La révision votée par le parlement met en avant deux
idées phares, à savoir la primauté de la
réinsertion professionnelle et la mise en place d’un
système de détection précoce. Ces idées
trouvent un appui quasi automatique, dans la mesure où il est
évidemment préférable de permettre à une
personne ayant des problèmes de santé de retrouver un
emploi au lieu de lui accorder une rente et qu’on ne peut que
soutenir l’idée d’éviter l’exclusion du
monde du travail. Toutefois, un examen critique des dispositions
proposées peut nous révéler des surprises:

  • Depuis son entrée en vigueur en 1959, l’assurance AI
    prévoit la primauté de la réinsertion
    professionnelle par rapport à l’attribution d’une
    rente. La 4e révision de l’AI a d’ailleurs
    clairement réaffirmé ce principe. A ce jour, il manque
    toutefois une évaluation sérieuse des mesures de
    réinsertion professionnelles accordées par l’AI.
    L’organisation actuelle du monde du travail demande une
    rentabilité maximale de chaque emploi. Dans ce contexte,
    l’engagement de personnes souffrant de troubles physiques ou
    psychiques est tout sauf évident. Si l’assurance AI
    n’impose pas d’obligations aux employeurs, la
    priorité de la réinsertion risque, aussi louable
    qu’elle soit, de rester lettre morte.

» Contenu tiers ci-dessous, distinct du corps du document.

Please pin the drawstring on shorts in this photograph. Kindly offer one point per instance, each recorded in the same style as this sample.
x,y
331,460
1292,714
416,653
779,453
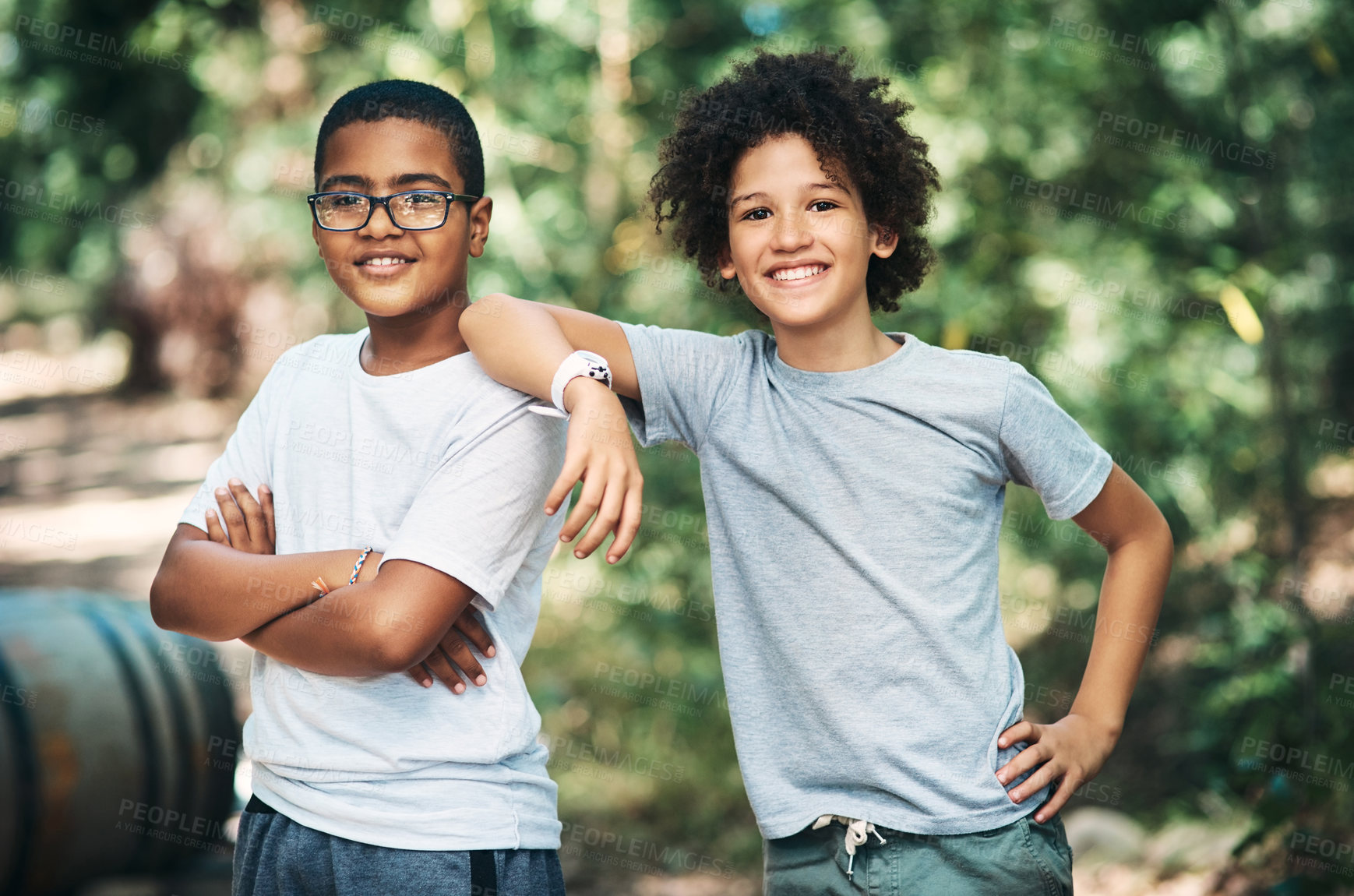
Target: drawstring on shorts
x,y
858,831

  • Un des buts affichés de la 5e révision de
    l’AI est la réduction importante du nombre des rentes
    accordées. Or, le fait de refuser des rentes,
    n’améliore bien évidement en rien
    l’état de santé des personnes déposant une
    demande AI. Il aura pour conséquence de les orienter vers
    d’autres volets de la sécurité sociale, le plus
    souvent probablement vers l’aide social qui prévoit
    nettement moins de mesures de réinsertion professionnelle que
    les dispositifs de l’assurance AI. De ce point de vue, la
    révision actuelle va, dans les faits, plutôt favoriser
    l’exclusion du monde du travail que de permettre
    l’intégration professionnelle et va donc à
    l’encontre des grands principes qu’elle prétend
    défendre.
  • La révision de l’AI met en place un système
    de «détection précoce» qui se présente
    comme la communication à l’office AI du «cas»
    d’une personne présentant des risques
    d’invalidité. Au terme d’une enquête,
    l’office AI peut mettre en place des «mesures
    d’intervention précoce» permettant de maintenir la
    personne en emploi. Concrètement, l’employeur, le
    médecin traitant ou le-la salarié-e concerné-e
    peut dénoncer, après un arrêt de travail de 4
    semaines déjà, un «cas» à
    l’office AI. L’office convoque le-la salarié-e
    à un entretien avec son employeur dont le but est de
    communiquer, à l’employeur «les causes, les effets
    et les conséquences possibles de l’incapacité de
    travail en relation avec l’emploi existant». Sachant que
    l’état de santé d’une personne est souvent en
    lien direct avec ses conditions de travail, on s’imagine
    difficilement qu’une salarié-e puisse ouvertement parler
    des causes de sa maladie en présence de son employeur. Pire
    encore, au vu de ce qu’il apprend dans cet entretien,
    l’employeur peut facilement décider de licencier une
    personne dans la mesure où le droit du travail suisse ne
    connaît qu’une protection fort limitée dans le temps
    contre le licenciement en cas de maladie ou d’accident.
  • La révision de l’AI prévoit en outre, que
    dès le début de l’incapacité de travail,
    le-la salarié-e doit «contribuer activement au maintien de
    son emploi actuel», au risque, si il-elle ne le fait pas, de se
    voir refuser une rente ou des mesures AI. L’employeur n’est
    par contre pas soumis à une obligation d’adapter un poste
    de travail ou de modifier les conditions de travail. Toutes les
    obligations sont dès lors du côté des
    salarié-e-s, sans être liées à de nouveaux
    droits en matière de santé et sécurité au
    travail.

Pour toutes ces raisons, le syndicat SIT a décidé de
soutenir très activement le référendum
lancé contre la 5e révision de l’assurance AI.